Numbers alone won’t help you. You need to know why your employees are leaving.

Conducting exit interviews might seem like too much when you’re already swamped with recruiting for the next role. But think twice: these interviews provide valuable insights into why – and where - employees are packing up their desks.

  1. Engage them

Studies repeatedly show that employees are more likely to stay if they find meaning in their work.

And, as an SME you’ve got a better chance; Gallup found that employee engagement diminishes with the size of your business. 

Regularly review workloads and ensure your people are engaged in their roles. Employee engagement surveys can be useful here, too. 

  1. Help them develop

Give your employees the chance of a career, not a job. Developing your employees means better retention.

And with smaller budgets for salary rises this is good news for SMEs. According to a study by LinkedIn, 50% of people joining small organisations want challenge, impact, vision, and culture - not necessarily pay.

So, what can you do? Ask your employees what they want out of their careers and discuss how you might be able to help them.

By showing them you’re interested in their development you have a better chance of keeping them in your business.

  1. Establish a strong culture

A positive and healthy workplace culture is one of your best allies when it comes to keeping star talent on your side. A strong company culture will boost collaboration, productivity and retention. It’s also a useful tool when recruiting new employees, making recruitment easier when you’re looking for new talent.

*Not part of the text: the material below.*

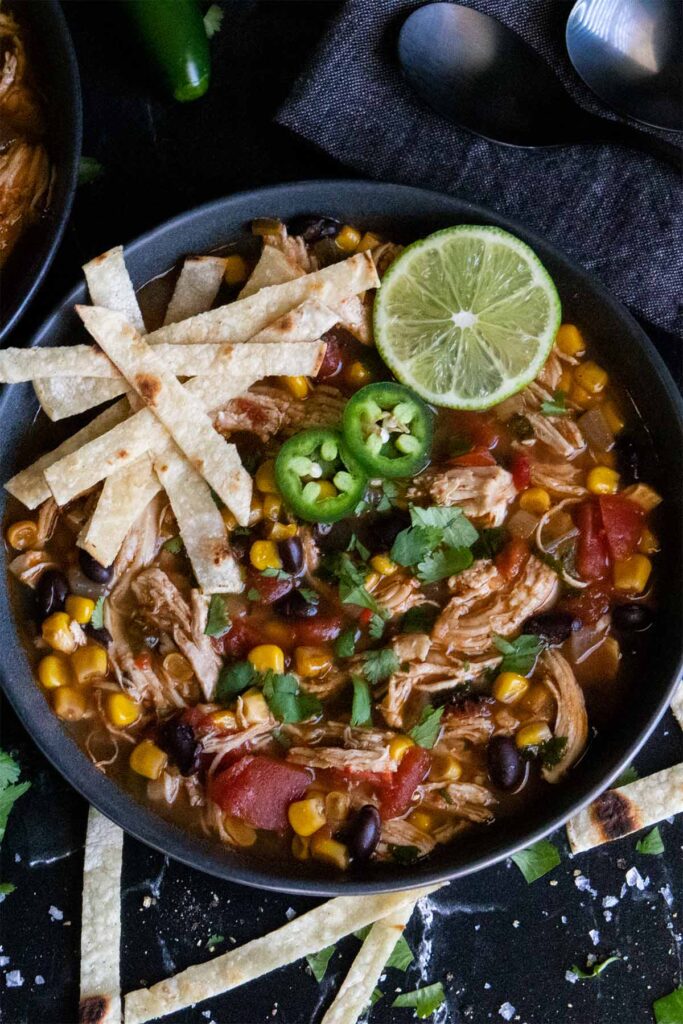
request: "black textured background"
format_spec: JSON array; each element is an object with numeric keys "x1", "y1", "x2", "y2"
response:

Interested in taking steps to strengthen your culture? Find out about our Culture Pledge.

  1. Recognize & reward

Under-appreciated employees don’t stick around for long.

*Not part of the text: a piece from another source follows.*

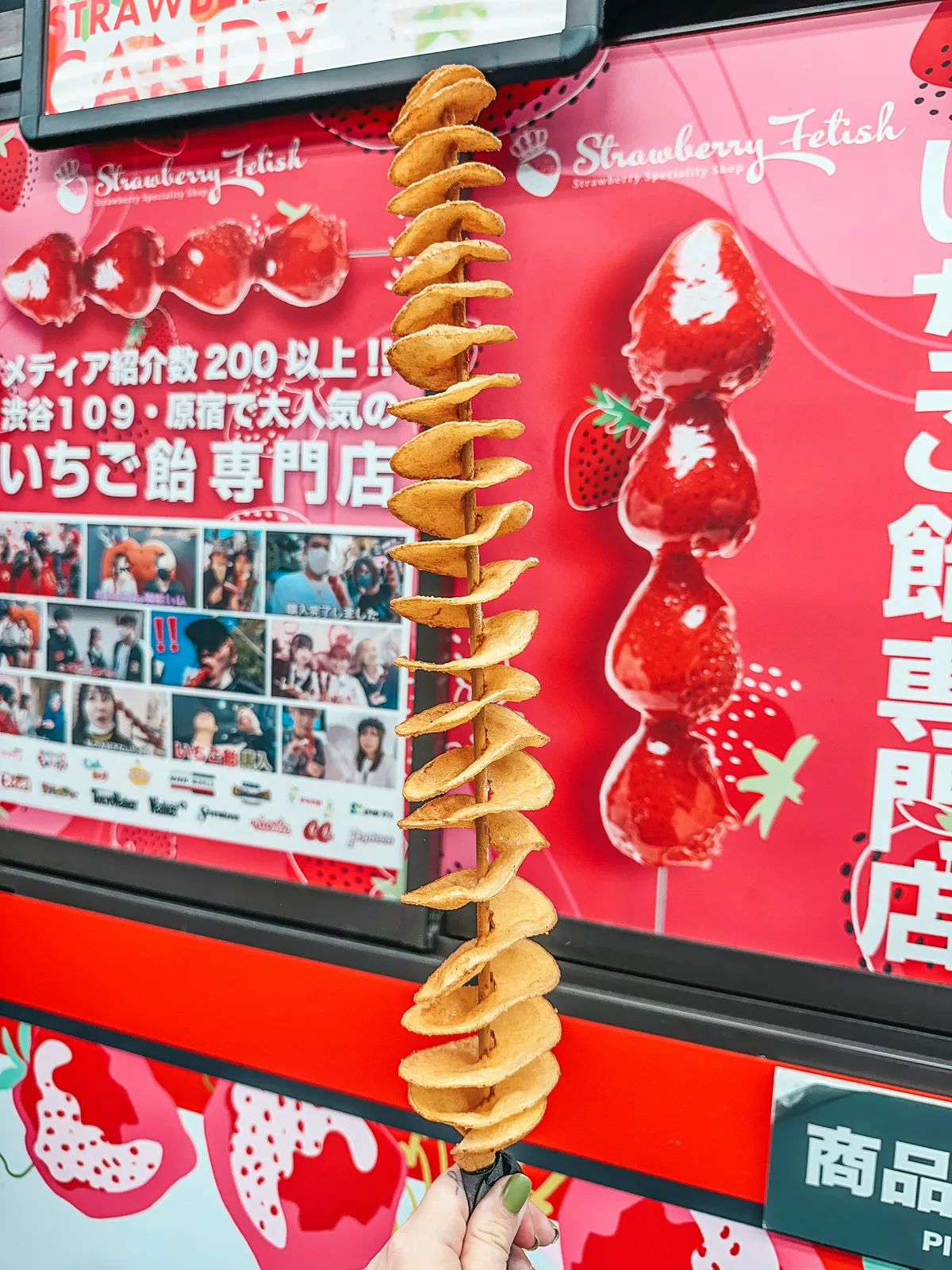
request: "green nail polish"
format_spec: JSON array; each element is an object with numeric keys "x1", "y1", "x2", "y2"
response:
[{"x1": 503, "y1": 1173, "x2": 532, "y2": 1213}]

Incorporating a meaningful and consistent approach to reward and recognition contributes towards a positive culture and better retention.

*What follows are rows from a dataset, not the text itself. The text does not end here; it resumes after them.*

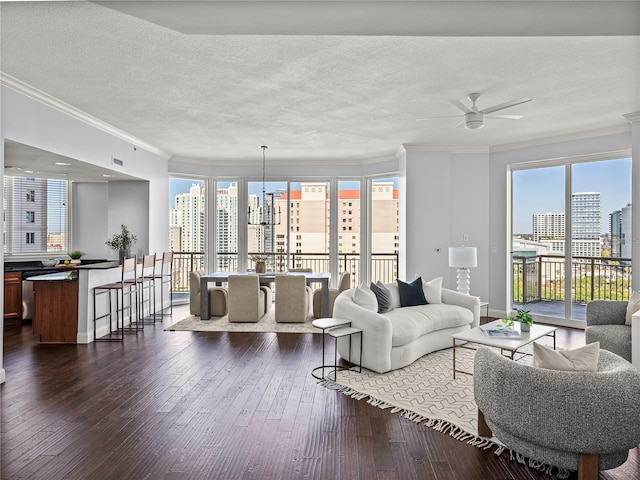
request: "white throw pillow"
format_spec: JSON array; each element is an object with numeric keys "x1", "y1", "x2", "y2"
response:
[
  {"x1": 624, "y1": 292, "x2": 640, "y2": 325},
  {"x1": 533, "y1": 342, "x2": 600, "y2": 372},
  {"x1": 422, "y1": 277, "x2": 442, "y2": 303},
  {"x1": 352, "y1": 283, "x2": 378, "y2": 313}
]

Reward and recognition don’t need to be all about cash gifts and extravagant gestures. There are simple, cost-effective ways to build recognition and reward into your organisation which work just as effectively.

Take our Kudos tool, for example - we use this at Breathe HQ to determine our employee of the month (it works a treat).


Taking time to provide feedback to employees will motivate them to do a better job and help steer them onto the right track.

  1. Get flexible

If you’re serious about improving retention, introducing flexible working will yield strong results.

In fact, a study by the TUC found that 28% of employees would look for a new job if it gave them more convenient hours.

Stuck for ideas? Open it up to your staff and agree ways of working more flexibly. There are lots of solutions available, such as working from home, flexi-time and job sharing.

And, as studies show that flexible working-employees are more productive, becoming more flexible should definitely be on your to-do list. 

Managing flexible working doesn’t need to be difficult; cloud-based HR software such as Breathe is accessible no matter where or when your team is working.

  1. Be diverse and inclusive

Many businesses are making a concerted effort to improve their workforce diversity. And that’s great for business.

In fact, a McKinsey study found that organisations who are more gender-balanced and racially diverse see better overall performance.

But too many businesses forget about inclusivity and that spells disaster for employee retention. Inclusivity is about backing up your diversity promises; in simple terms that’s about making your workplace welcoming to broader audience – a far cry from the “bro culture” you might see in some SMEs.

After all, why would a new employee stay in an organisation where they felt excluded?

Inclusivity can be challenging for even the most well-meaning of us (as this TED talk shows).

Make use of online resources to help strengthen your business’s inclusivity performance and everyone in your business will benefit.